My teammate and I will be making a case for the tool this Friday, with hard information and numbers on how it will save us time and improve our product, but I’ve gotten the impression that it might still not be enough to convince the upper managers.
Would it be out of line to volunteer to take a pay cut for this year to cover the cost of the tool? It would not be an unmanageable or unreasonable amount of money for me (spread out over the rest of the year), and it would be a one-time cost and not a recurring annual cost.
Don’t do this.
First, it’s going to come across as “I know better than you do how the company should be spending its resources and since you won’t make the right call, let me make it easier for you.” It’s also such an unusual thing to offer that it’s going to seem … well, not naive, exactly, but just sort of unaligned with how this stuff generally works.
Second, it might not matter, because salaries and software often come out of completely different budgets.

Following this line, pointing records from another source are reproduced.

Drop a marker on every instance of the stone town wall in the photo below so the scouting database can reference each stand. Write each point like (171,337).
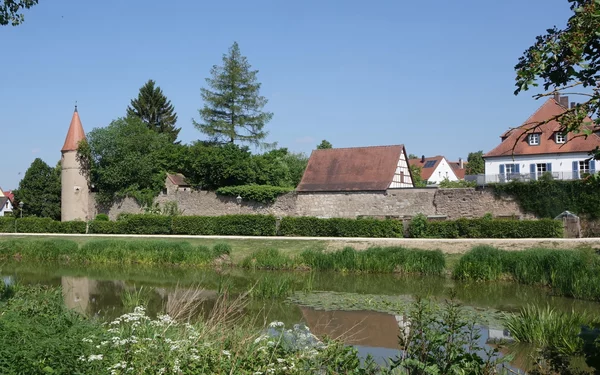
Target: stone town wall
(452,203)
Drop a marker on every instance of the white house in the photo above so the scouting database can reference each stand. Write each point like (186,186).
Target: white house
(436,168)
(5,202)
(528,152)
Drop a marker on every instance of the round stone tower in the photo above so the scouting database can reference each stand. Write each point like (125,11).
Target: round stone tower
(75,193)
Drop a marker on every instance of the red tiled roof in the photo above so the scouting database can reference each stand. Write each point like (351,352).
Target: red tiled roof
(459,172)
(351,169)
(178,179)
(517,137)
(420,162)
(75,133)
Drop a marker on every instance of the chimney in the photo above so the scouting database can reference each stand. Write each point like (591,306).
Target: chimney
(564,101)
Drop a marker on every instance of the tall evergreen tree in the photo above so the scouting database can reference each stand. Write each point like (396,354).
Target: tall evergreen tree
(155,110)
(233,106)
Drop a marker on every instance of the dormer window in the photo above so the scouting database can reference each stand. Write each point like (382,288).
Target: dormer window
(534,139)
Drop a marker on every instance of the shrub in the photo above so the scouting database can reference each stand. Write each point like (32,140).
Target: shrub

Third, it could have consequences that you don’t yet realize. You’re thinking of this pay cut as you essentially “paying for” the software yourself, but you’d be setting yourself up for any or all of the following possibilities:
* Your company could agree to the cut for one year and then freeze salaries next year, which could mean your salary wouldn’t be raised back to its current level, despite your agreement.
* If your company provides 401K matching based on your salary, you could receive fewer matching funds this year than you would otherwise earn.
* If you found yourself looking for a job for any reason, and the company insisted on knowing your current salary (a ridiculous but not uncommon practice), you could end up with a lower offer than you would otherwise have received.
Fourth, in addition to all this, they’re simply unlikely to take you up on your offer. When they choose not to order this software, what they’re saying is that they’ve judged other expenses to be higher priorities. Those decisions about priorities won’t change just because you make this offer.
Fifth, if they did take you up on your offer, they’d be revealing that they’re a pretty messed up company, because they should not allow you to personally shoulder an expense like this. Not unless you’re an owner or partner, and possibly not even then.
Ultimately you’ve got to accept that this one just isn’t your call, as much as you’d like to be able to make it happen.